Used to be so good too. Told you what parameters for each function.

What we have in its place is a more difficult to navigate webpage with mostly the same information. There is a charm, y’know, to old dos and xp graphics. A bit of ugly graphic design goes a long way to keeping the reader engaged. Anyhow, here it is: https://learn.microsoft.com/en-us/windows/win32/api/

Decimal from signed 2s complement

You might have seen this when doing a rapidtables calculation:

FFFFFFFF, the largest 32bit number is also -1???

What does the decimal from signed 2’s complement mean?

Well, what we know is that it allows for negative numbers. And it all depends on the first digit.

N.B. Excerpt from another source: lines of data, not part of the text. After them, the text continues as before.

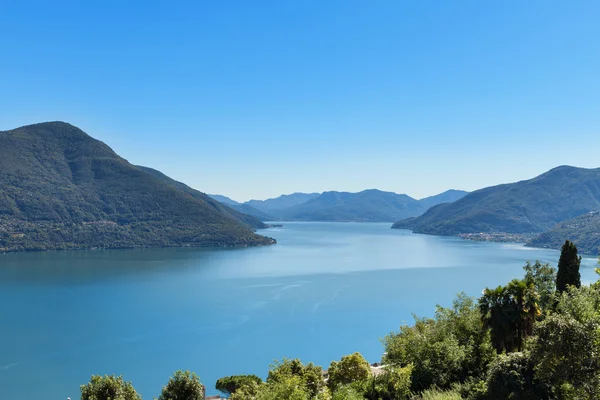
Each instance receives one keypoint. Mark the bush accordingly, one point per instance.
(108, 387)
(183, 385)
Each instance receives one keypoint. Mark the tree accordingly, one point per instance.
(108, 387)
(183, 385)
(511, 376)
(310, 375)
(392, 384)
(567, 346)
(229, 384)
(290, 387)
(351, 368)
(509, 313)
(543, 279)
(448, 348)
(568, 268)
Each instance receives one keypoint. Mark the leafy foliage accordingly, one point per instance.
(351, 368)
(310, 375)
(509, 313)
(583, 231)
(109, 387)
(393, 384)
(447, 349)
(568, 268)
(543, 279)
(183, 385)
(228, 385)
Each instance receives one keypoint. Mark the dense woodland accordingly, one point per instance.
(534, 338)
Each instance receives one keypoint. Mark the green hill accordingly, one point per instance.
(366, 206)
(530, 206)
(62, 189)
(224, 209)
(276, 205)
(242, 207)
(584, 231)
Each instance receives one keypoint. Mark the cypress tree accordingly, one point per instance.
(568, 268)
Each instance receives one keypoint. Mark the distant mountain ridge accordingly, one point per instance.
(583, 230)
(62, 189)
(275, 205)
(243, 208)
(530, 206)
(222, 208)
(370, 205)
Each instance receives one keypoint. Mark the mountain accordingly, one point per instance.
(448, 196)
(222, 208)
(583, 230)
(274, 206)
(530, 206)
(366, 206)
(224, 199)
(62, 189)
(243, 208)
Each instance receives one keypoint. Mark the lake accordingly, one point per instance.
(324, 291)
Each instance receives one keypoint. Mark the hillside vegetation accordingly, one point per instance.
(535, 338)
(62, 189)
(530, 206)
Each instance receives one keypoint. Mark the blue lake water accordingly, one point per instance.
(325, 290)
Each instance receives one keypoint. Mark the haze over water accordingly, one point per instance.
(325, 290)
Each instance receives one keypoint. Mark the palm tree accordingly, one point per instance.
(509, 313)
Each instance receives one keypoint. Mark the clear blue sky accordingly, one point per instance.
(252, 99)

From 0-7, all numbers are positive

From 8-F, all numbers will be negative

This makes quite a bit of sense when you realize that in binary, 7 is 0111 and 8 is 1000. And so on for 8 and above to F, the leftmost digit remains 1. We get the sign from the leftmost digit. 0 for positive, 1 for negative

So, why isnt -1 the just 4294967295 but negative?

And not only that, but the higher the negative hex, the smaller the decimal is? F0000000 = -268435456 but FFFFFFFF = -1.

The reason is that, the logic changes once we reach 8 as the first digit.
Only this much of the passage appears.